Sunday, August 17, 2008

A Moment of Romance

(Tian ruo you qing)
Benny Chan, Hong Kong, 1990
2 out of 4 stars

A jewelry heist leads to a getaway, which leads to a hostage situation, which leads the most carelessly-run police lineup I’ve seen in a film (who knows if the Hong Kong police were or still are that careless), which to an unlikely, and somewhat poorly-motivated, love between a triad (Andy Lau) and a well-off, sheltered young woman (Wu Shien-lien. The English title is perhaps misleading in that the majority of the “moments” in the film are devoted to “romance.” The gangster plot, while crowded with violent but ill-defined feuding bigshots whose machinations are difficult to follow, is mostly relegated to the backdrop.

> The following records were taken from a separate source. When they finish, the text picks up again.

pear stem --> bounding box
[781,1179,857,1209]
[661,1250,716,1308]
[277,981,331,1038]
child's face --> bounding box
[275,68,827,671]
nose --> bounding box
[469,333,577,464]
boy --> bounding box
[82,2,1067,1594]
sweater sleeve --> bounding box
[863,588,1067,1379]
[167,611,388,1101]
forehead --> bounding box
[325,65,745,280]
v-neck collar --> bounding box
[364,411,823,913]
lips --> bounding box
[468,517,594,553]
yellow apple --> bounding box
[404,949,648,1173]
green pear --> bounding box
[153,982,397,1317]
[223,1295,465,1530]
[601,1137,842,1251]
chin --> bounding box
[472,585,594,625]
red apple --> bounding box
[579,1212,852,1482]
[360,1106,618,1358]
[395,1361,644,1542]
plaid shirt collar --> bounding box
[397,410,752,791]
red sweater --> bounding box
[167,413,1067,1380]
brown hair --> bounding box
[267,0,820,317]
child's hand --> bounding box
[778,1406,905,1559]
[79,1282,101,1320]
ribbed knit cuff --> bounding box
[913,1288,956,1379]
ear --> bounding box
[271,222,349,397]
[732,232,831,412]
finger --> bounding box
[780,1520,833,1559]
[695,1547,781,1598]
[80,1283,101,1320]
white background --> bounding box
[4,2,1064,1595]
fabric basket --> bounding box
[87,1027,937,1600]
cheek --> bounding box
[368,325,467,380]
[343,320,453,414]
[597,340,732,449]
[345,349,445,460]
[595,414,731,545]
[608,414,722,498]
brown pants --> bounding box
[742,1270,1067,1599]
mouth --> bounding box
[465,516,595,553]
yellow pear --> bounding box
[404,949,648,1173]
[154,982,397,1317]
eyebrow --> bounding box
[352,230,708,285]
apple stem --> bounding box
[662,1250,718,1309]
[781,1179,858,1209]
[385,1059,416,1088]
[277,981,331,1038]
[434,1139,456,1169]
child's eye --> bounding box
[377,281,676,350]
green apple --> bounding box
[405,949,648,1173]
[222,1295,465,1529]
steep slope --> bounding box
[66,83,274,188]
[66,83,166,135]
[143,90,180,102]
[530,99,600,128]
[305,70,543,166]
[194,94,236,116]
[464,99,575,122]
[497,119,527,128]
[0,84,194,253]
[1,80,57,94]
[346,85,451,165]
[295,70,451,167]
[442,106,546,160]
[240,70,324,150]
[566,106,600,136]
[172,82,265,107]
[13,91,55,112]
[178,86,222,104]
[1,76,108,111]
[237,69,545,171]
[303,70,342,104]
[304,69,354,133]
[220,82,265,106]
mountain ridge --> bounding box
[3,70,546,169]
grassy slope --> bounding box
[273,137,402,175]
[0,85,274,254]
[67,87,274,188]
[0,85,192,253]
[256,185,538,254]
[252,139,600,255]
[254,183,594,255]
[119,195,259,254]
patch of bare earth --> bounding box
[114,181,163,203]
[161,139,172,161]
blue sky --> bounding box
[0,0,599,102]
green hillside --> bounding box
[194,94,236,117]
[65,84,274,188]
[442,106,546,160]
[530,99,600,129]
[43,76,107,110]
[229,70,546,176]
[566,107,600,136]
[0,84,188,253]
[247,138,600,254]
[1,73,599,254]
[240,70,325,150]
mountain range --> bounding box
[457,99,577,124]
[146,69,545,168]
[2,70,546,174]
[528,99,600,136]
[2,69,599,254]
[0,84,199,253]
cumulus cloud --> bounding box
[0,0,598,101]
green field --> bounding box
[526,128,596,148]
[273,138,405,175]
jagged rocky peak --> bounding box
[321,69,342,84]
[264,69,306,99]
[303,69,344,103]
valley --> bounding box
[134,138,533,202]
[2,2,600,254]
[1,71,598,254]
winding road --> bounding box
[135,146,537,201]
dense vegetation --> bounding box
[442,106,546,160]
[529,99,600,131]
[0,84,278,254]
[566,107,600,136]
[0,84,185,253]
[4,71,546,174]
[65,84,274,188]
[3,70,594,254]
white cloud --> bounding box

Despite all this, A Moment of Romance is a particularly unfocused film even in its brief 90 or so minutes. Characterization is all but nonexistent; instead all the principles, including a “sidekick” who hints at being developmentally challenged, are just one-dimensional stock characters, which is perhaps unsurprising considering that the plot is also quite clichéd; there are a couple flirtations with moral ambiguity, but even those seem to be rote in the context of the overall film. Furthermore, nothing about how the film unfolded encouraged me to relate to the characters or to be concerned about their fates; the closest I came to that was a highly-detached, mild curiosity about which of the several conventional paths the filmmakers would take as the ending loomed (and it’s not all that hard to guess, either).

Of course, style can sometimes make up for these failings, but despite some promising flourishes in the early car chase sequence, there is little about the film that is stylistically compelling either. As is typical of even the better Hong Kong films from this era, the music is uninformly horrible, either baroque or repetitive, and at least three interminable Cantopop song montages caused me to decrease the volume. Honestly, it wasn’t an entirely painful experience, but I’m at a loss as to why this was recommended on various websites (I forget which, exactly). Perhaps it was more a product of its time than anything, or perhaps I just don’t appreciate the style.